Wild Adult Salmon Aren't Exacerbating Lice Epidemic
Marine biologists were surprised to find that the numbers of sea lice on juvenile salmon didn't climb when louse-infested wild adults swam by on their way to spawning.
Mature pink salmon passing through Fife Sound in the Broughton Archipelago of British Columbia each carried nine lice that were bearing eggs.
But the intensity of new louse infestations on juvenile pink and chum salmon in the Sound was actually lower during the run than in the months before.
During June and July, 43% of the juveniles had lice attached of the species Lepeophtheirus salmonis, and 7.2% were newly infested with copepods, the stage that first attaches to a fish. Infested fish altogether averaged 1.2 lice.
When 200,000 adult pinks passed through in August and September, 40% of juveniles carried lice, and 4.8% with copepods, averaging one louse per infested fish. The prevalence of lice on young salmon was lowest in the weeks when wild adult salmon carrying lice were around.

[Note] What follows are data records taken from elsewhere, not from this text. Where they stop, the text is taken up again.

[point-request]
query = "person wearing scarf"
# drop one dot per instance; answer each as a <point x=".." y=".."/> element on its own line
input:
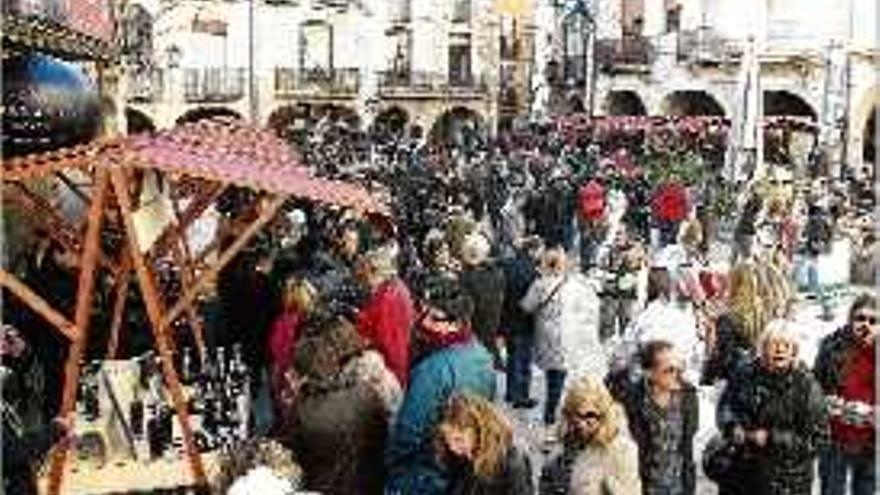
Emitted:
<point x="452" y="361"/>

Throughout the research, salinity and temperature conditions were optimal for reproducing sea lice. The study site was along a major salmon migration route with no active fish farms in the immediate vicinity. Young salmon would have acquired lice prior to the adult run from one of the 18 operating farms scattered among the islands and inlets in the area. These house millions of Atlantic salmon in open net pens.

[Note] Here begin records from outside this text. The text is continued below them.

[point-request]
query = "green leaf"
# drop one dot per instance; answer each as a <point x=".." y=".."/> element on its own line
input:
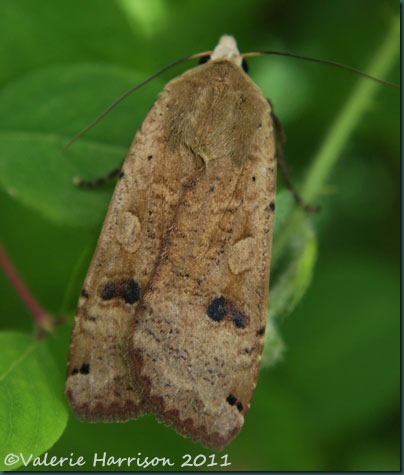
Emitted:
<point x="33" y="411"/>
<point x="346" y="368"/>
<point x="35" y="173"/>
<point x="38" y="115"/>
<point x="291" y="272"/>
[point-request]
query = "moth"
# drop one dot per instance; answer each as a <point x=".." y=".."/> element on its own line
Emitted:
<point x="171" y="317"/>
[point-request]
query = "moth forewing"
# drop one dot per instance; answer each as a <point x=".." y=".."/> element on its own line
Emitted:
<point x="198" y="333"/>
<point x="172" y="315"/>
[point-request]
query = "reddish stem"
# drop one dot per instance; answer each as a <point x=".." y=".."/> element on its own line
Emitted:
<point x="42" y="319"/>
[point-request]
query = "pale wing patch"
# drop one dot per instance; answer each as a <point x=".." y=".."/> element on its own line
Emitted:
<point x="128" y="232"/>
<point x="242" y="255"/>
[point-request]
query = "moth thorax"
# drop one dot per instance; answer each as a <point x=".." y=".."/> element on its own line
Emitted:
<point x="227" y="49"/>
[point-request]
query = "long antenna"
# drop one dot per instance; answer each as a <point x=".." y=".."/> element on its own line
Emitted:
<point x="128" y="92"/>
<point x="323" y="61"/>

Farmed salmon are a known source of sea lice on wild pink and chum salmon that have recently entered the ocean. Once the juveniles are infected, they can keep getting reinfected as the lice reproduce.

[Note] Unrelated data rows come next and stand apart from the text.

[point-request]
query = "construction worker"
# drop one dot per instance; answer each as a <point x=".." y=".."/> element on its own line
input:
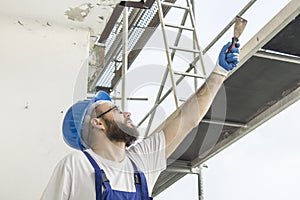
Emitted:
<point x="111" y="164"/>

Geographic separation of wild adult Pacific salmon at sea and juvenile salmon entering the ocean naturally prevents young fish from becoming infested when they're too small to tolerate the parasites. By the time adult pinks showed up in August, the younger salmon had been growing in marine waters for five months.
Authors of the Fife Sound study call their results "perplexing". They don't know why more sea lice didn't, as expected, attach to juvenile salmon when infested adults returned. Wild pink salmon have likely adapted to avoid passing sea lice from adults to the less resilient juveniles.
There are several reasons for the findings, all of which could be involved. For instance, even though young and mature salmon occur together in the same passage between islands, they don't intermingle. Juveniles linger close to shore, while adults swim in mid-channel. Also, the two generations of salmon encounter each other on the outer edge of the archipelago where good tidal flushing of sea water may inhibit louse transfer.
Reference
Alexandra Morton and Rob Williams. 2006. Response of the sea louse Lepeophtheirus salmonis infestation levels on juvenile wild Pink, Oncorhynchus gorbuscha, and Chum, O. keta, salmon to arrival of parasitized wild adult Pink Salmon. Canadian Field-Naturalist. 120(2): 199-204.